Les sacrements (30) : La sainte cène sous les deux espèces
La sainte cène en période de coronavirus : elle pourrait échouer au partage de la coupe de vin. Comment peut-on malgré tout célébrer ce sacrement sous les deux espèces ? Une réponse est fournie par l’histoire – celle de l’Église néo-apostolique.
Du bruit dans la presse : au second semestre 2020, l’Agence de presse allemande et le service de presse protestant ont fait état d’un « éclair d’inspiration » - et avec eux des dizaines de médias numériques et analogiques. L’information est même arrivée jusque dans le journal médical « Ärztezeitung » et sur « katholisch.de », le portail internet de l’Église catholique en Allemagne.
Le problème : la pandémie rend la célébration de l’eucharistie difficile dans les communautés protestantes. Il serait en effet irresponsable en ce moment que les nombreux participants boivent l’un après l’autre d’une même coupe de vin. La solution est fournie par la fabrique d’hosties de Neuendettelsau (Bavière) : du vin blanc demi-sec remplace un quart de l’eau pour la pâte à hosties. « Du pain et du vin en un », telle est la bonne nouvelle. L’idée n’est toutefois pas si nouvelle que cela.
La communauté protestante de Brück (Brandebourg) avait cherché le soutien des pionniers des hosties combinées dès le mois de mai 2020. Un service divin de confirmation sans aller à la table du Seigneur était inconcevable. C’est ainsi qu’il y a eu « une hostie injectée de vin, pour l’eucharistie adaptée à la période du coronavirus sous les deux espèces », est-il dit dans un post publié sur leur blog. C’est la communauté néo-apostolique du lieu qui a mis cela à disposition.

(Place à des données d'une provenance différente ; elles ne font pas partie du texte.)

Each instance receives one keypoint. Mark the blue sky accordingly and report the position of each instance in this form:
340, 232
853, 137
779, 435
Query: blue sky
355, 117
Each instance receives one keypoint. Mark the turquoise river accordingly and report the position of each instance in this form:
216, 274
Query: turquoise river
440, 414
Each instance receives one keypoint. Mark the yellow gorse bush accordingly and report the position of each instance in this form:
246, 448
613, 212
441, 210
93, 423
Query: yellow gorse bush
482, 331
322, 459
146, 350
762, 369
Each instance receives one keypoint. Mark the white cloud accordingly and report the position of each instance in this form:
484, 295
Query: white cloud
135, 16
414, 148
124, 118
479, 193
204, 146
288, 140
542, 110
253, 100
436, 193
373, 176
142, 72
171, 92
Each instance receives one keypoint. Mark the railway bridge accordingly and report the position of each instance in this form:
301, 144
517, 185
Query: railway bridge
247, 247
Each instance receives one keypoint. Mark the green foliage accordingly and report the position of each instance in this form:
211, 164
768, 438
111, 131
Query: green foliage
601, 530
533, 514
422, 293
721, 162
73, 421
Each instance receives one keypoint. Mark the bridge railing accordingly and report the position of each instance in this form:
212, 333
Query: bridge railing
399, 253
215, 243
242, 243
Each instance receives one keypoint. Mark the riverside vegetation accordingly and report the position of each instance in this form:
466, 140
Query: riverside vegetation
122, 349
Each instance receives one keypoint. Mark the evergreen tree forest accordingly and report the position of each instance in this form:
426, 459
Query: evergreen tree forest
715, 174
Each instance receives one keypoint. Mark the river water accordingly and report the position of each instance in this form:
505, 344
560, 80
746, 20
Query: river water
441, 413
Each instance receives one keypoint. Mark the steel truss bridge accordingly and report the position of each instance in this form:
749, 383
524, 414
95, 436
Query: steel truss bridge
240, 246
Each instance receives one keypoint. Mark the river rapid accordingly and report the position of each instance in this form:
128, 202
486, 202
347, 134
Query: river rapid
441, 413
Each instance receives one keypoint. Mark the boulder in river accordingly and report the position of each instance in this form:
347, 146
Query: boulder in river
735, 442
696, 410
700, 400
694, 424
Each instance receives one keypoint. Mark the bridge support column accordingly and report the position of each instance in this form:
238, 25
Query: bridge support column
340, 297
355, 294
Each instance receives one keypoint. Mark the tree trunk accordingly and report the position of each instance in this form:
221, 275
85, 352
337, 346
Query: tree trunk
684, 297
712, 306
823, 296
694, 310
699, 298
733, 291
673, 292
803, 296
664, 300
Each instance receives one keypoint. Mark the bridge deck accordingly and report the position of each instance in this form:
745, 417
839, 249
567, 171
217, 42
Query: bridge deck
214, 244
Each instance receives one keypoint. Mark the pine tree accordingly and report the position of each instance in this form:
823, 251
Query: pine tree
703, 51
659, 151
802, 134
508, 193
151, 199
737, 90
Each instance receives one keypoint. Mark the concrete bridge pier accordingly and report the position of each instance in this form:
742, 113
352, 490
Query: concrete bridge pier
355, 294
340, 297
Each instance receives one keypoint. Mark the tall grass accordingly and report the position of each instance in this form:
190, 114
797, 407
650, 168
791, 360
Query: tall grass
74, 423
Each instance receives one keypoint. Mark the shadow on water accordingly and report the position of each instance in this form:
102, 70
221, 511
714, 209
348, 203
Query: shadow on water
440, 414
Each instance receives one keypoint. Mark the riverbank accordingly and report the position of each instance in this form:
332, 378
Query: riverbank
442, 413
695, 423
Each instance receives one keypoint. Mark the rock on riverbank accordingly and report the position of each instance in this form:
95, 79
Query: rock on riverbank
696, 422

Car l’hostie aspergée de trois gouttes de vin y a déjà une longue tradition.
Deux problèmes …
Jusqu’au 6 avril 1917, il était également d’usage, au sein de l’Église néo-apostolique, de recevoir le pain sous forme d’hostie et le vin dans un calice pour la célébration de la sainte cène. Cependant, la peur des épidémies avait fait de l’hygiène un sujet essentiel. Ainsi, plus d’un participant au service divin hésitait à toucher le bord du calice pour en prendre une gorgée.

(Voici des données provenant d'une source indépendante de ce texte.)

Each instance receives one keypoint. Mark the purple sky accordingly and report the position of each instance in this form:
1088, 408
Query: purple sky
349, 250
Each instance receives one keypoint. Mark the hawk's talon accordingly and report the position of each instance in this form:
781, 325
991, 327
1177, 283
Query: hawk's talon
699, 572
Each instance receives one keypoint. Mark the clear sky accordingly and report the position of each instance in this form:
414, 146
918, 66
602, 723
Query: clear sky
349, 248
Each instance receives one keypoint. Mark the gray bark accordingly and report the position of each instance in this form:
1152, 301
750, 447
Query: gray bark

De plus, le vin était devenu difficile à trouver pendant la Première Guerre mondiale. « En guise de pis-aller, nous l’avons déjà coupé pour moitié avec de l’eau, mais même cela ne nous permettra pas de tenir jusqu’à la fin », expliquait en son temps l’apôtre-patriarche Hermann Niehaus.
… et trois solutions
L’organe central de l’Église, « La revue néo-apostolique » (« Neuapostolische Rundschau », NdT), a exposé trois solutions dans le numéro du 25 mars 1917 :
- Des petites coupes individuelles, comme elles étaient en usage dans certaines églises protestantes régionales. Cependant, ces coupes plus ou moins luxueuses introduiraient des différences de classes et terniraient ainsi la célébration commune de l’eucharistie.
- Tremper les hosties dans le vin à l’aide de fourchettes pour les donner ensuite aux participants, comme le pratiquaient les communautés aux Pays-Bas. Mais les hosties mouillées collaient alors aux mains, ce qui n’était pas plus hygiénique.
- Des hosties aspergées de vin, telles qu’elles étaient déjà fournies aux soldats sur les fronts de la Première Guerre mondiale depuis 1914.
La réponse était la suivante : « La guerre nous a enseigné un certain nombre de choses. »
Obligatoire pendant la pandémie
En avril 1917, l’apôtre-patriarche Niehaus a, dans un premier temps, introduit l’hostie combinée seulement au sein de son propre champ d’activité apostolique. Cette forme des espèces de la sainte cène n’a été obligatoire pour l’ensemble de l’Église néo-apostolique que par décision prise par la première assemblée des apôtres après la Première Guerre mondiale, en juillet 1919.
À cette époque, le monde était pris entre la première et la seconde vague de la « grippe espagnole », au cœur de la plus terrible pandémie du moins du XXe siècle. Une souche exceptionnellement agressive du virus de la grippe avait infecté près d’une personne sur trois dans le monde et avait tué au moins 50 millions de personnes.